My question arose from the fact that the interface could be encapsulated in another object and not giving that responsibility to the main.

    public static void main(String[] args) {
    Scanner input = new Scanner(System.in);

    System.out.println("What type of animal do you want to create? \n dog cat");
    String type = input.nextLine();
    if ( Objects.equals(type, "dog")){
        System.out.println("Enter the animal's age: ");
        int age = input.nextInt(); // Scans the next token of the input as an int.
        System.out.println("Enter the animal's name: ");
        String name = input.next();
        Dog first = new Dog(name, age);
    }
    else if ( Objects.equals(type, "cat")) {
        System.out.println("Enter the animal's age: ");
        int age = input.nextInt(); // Scans the next token of the input as an int.
        System.out.println("Enter the animal's name: ");
        String name = input.next();
        Cat first = new Cat(name, age);
    }

    else{
        System.out.println("Error: the specified type does not exist.");
    }
    System.out.println("The number of animals is:" + numberOfAnimals);
}

Best Answer

First off, your example isn't an object-oriented program. It's a procedural program that happens to store data in objects, because that's the tool that your language (Java?) provides for structured data.
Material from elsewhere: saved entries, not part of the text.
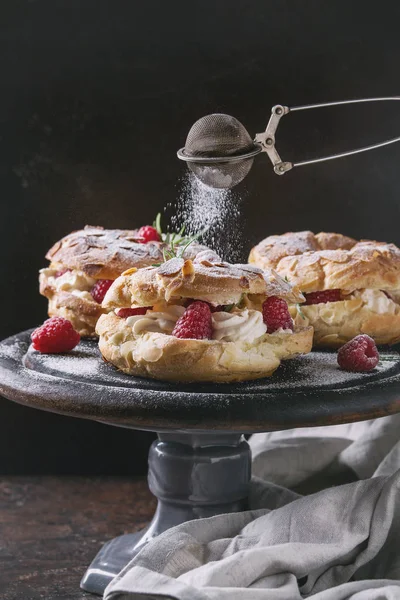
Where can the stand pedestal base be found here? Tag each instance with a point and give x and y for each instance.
(192, 476)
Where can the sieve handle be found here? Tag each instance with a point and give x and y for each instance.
(267, 138)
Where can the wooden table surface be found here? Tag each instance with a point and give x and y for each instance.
(52, 527)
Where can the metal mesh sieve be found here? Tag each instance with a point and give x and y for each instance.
(212, 139)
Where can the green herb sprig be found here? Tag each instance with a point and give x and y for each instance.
(177, 242)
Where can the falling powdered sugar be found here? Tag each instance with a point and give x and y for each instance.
(216, 212)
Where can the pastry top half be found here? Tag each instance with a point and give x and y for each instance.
(323, 261)
(204, 278)
(106, 253)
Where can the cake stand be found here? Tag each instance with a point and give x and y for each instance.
(200, 465)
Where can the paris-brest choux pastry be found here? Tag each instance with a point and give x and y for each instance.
(200, 320)
(351, 287)
(86, 262)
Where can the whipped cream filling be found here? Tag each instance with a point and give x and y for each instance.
(156, 321)
(244, 326)
(376, 301)
(75, 282)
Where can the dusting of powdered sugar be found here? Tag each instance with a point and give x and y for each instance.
(12, 350)
(216, 212)
(321, 370)
(317, 370)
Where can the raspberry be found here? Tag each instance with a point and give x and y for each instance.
(61, 272)
(55, 335)
(276, 314)
(124, 313)
(147, 233)
(195, 323)
(323, 297)
(213, 308)
(100, 289)
(359, 354)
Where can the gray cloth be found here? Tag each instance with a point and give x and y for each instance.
(340, 543)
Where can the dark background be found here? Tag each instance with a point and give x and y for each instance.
(97, 96)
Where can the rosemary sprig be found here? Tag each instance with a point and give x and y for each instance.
(176, 242)
(298, 307)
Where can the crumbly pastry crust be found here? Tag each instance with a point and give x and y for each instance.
(100, 254)
(165, 357)
(106, 253)
(335, 323)
(330, 260)
(215, 282)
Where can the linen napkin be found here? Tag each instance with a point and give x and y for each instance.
(324, 524)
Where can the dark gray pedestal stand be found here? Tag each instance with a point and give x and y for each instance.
(200, 465)
(192, 476)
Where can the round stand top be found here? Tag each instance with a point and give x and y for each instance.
(308, 390)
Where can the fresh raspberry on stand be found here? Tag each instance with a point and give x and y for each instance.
(323, 297)
(124, 313)
(195, 323)
(61, 272)
(54, 336)
(100, 289)
(276, 314)
(147, 233)
(359, 354)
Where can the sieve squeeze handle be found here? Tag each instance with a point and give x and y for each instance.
(267, 138)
A true object-oriented program consists of objects that interact with each other -- it's about behavior rather than data (I realize that is a controversial statement, so here's a link where you can see multiple definitions of object-orientation from people with more credentials than me; note that behavior appears in most of them).
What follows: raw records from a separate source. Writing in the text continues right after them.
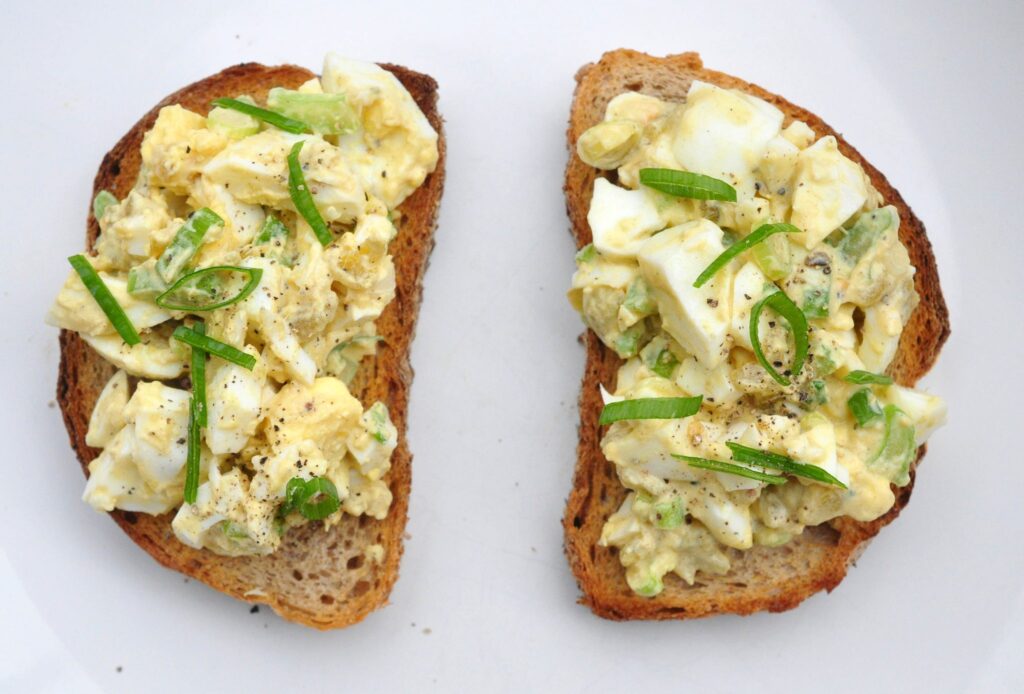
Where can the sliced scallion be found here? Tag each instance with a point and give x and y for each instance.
(198, 376)
(107, 302)
(185, 244)
(863, 407)
(210, 288)
(687, 184)
(271, 230)
(650, 408)
(214, 347)
(765, 459)
(193, 459)
(315, 497)
(276, 120)
(103, 200)
(867, 378)
(731, 468)
(748, 242)
(301, 197)
(798, 323)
In a true object-oriented program, according to the definition I use, you have independent objects interacting with each other. The role of the main function is to create the initial objects and wire them together.

As a simple example, consider a web-application that's built on top of a database. This application could be broken into objects in many ways, but here's one of them: a Networking object that accepts connections, parses the HTTP request, and dispatches to an appropriate Controller object, which interacts with a Database object and produces the response (if you'd like to associate one or more View objects with each controller, feel free to do so). You could also add a Threadpool object to provide separate streams of execution.
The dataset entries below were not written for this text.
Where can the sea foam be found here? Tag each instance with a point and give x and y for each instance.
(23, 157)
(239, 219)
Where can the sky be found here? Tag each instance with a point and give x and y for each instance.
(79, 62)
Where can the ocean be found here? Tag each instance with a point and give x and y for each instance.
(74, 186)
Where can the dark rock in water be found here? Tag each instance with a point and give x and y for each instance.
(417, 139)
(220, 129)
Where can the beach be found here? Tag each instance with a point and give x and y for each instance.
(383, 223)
The role of main in this application might be to:

  1. Create the Database object
  2. Create all of the Controller objects, and associate them with the Database object
  3. Create the Network object, and associate all of the Controller objects with it.
  4. Start the Network object running (which might also involve creating the Threadpool and wiring it into the Network).

These setup steps could be explicitly specified in main, or they could be handled by some other object. For example, in a typical Spring application, all that the main function does is create the application context (a single object). This triggers creation and wiring of all the objects mentioned in the configuration for that application context.